With some of Christie's most colorful characters and grisliest deaths, small wonder that it's thrice been adapted for television, and this version is undoubtedly one of the best of the ITV run. Just the lush cinematography and beautifully suspenseful score set it apart from the rest. Scriptwise, it brings more layers to characters that even Christie did not fully do justice to: boozer Greg Dyson and aging blonde bombshell Lucky Dyson, for instance, are strangely more sympathetic here, while Evelyn Hillingdon comes across as less of a doormat mourning in private, and more of a strong woman who lives her life her way.

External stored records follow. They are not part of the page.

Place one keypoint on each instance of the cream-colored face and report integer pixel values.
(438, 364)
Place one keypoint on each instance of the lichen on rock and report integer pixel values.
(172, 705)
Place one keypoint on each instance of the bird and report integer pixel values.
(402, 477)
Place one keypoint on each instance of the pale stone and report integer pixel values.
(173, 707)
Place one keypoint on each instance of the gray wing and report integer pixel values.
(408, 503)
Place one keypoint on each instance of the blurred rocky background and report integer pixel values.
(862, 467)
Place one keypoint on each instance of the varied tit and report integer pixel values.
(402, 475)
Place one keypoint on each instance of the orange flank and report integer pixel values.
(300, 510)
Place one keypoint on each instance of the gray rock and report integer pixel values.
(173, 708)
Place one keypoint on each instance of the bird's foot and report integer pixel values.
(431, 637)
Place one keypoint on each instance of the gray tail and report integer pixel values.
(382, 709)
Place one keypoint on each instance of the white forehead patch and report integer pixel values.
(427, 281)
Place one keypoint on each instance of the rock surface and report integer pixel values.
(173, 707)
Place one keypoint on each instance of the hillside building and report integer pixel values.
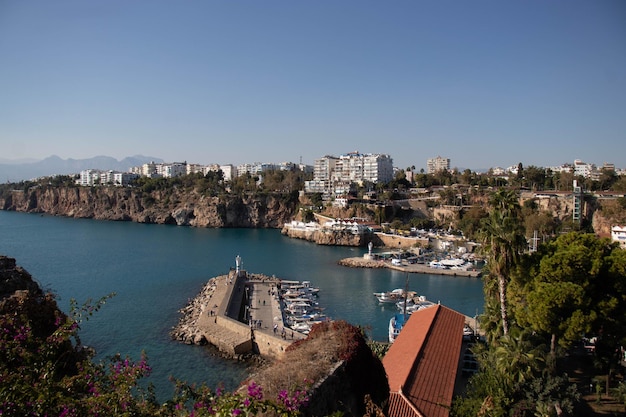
(334, 176)
(437, 164)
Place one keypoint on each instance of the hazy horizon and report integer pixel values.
(485, 84)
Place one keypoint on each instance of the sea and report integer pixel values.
(155, 270)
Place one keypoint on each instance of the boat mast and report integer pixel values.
(406, 293)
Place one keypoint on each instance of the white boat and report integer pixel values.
(395, 326)
(414, 304)
(393, 296)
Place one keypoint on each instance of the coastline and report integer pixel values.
(360, 262)
(222, 314)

And the Islanders! The maid Victoria is always going to be a star part, but the filmmakers have built up Victoria's boyfriend so that he takes an active part in the mystery, even becoming a suspect - they even address interracial relationships in doing so! There's a voodoo witch, which sounds cringe-y, but she tells Marple that her actual practice is more along the line of hoodoo, whereas she performs fake voodoo for gullible white tourists - Miss Marple thinks it's hilarious, and if they don't physically high-five, they are clearly kindred spirits.


Finally, the inspector that butts heads with Miss Marple is himself an Islander, and while he's one in a series of policemen who frustratingly ignore her observations at first, his reaction to the perceived condescension coming from her and fellow amateur sleuth Mr. Rafiel is kind of marvelous: "Times have changed. You British are no longer in charge." It's the first adaptation I can think of that directly addresses the uneasy relationship between a former colony and the remnants of the Empire.

It's not perfect. The ITV Marples had a habit of adding material that over-complicated the solution: this one has some honest-to-god Scooby-Doo shenanigans involving ghost cosplay! Besides that, there's a distracting cameo by a writers-blocked Ian Fleming, who sits with Miss Marple during a talk on birds of the West Indies given by ornithologist James Bond (Fleming jots his name down). Weird enough on its own, absolutely distracting when it becomes part of the solution.

But carrying the film all the way through is McKenzie. Cozy in the role from her first appearance in Season Four, one can't help but wonder what it would have been like to see her in all twelve novels. And I'm convinced the strength of her performance led to never-before-seen adaptation of Marple short stories - not just "The Blue Geranium" to make The Blue Geranium, but both "Greenshaw's Folly" and "The Thumbmark of St. Peter" to make Greenshaw's Folly, as well as acknowledging "The Case of the Caretaker" influence when adapting Endless Night for the series finale. McKenzie was more than just one of a kind: she was my Miss Marple.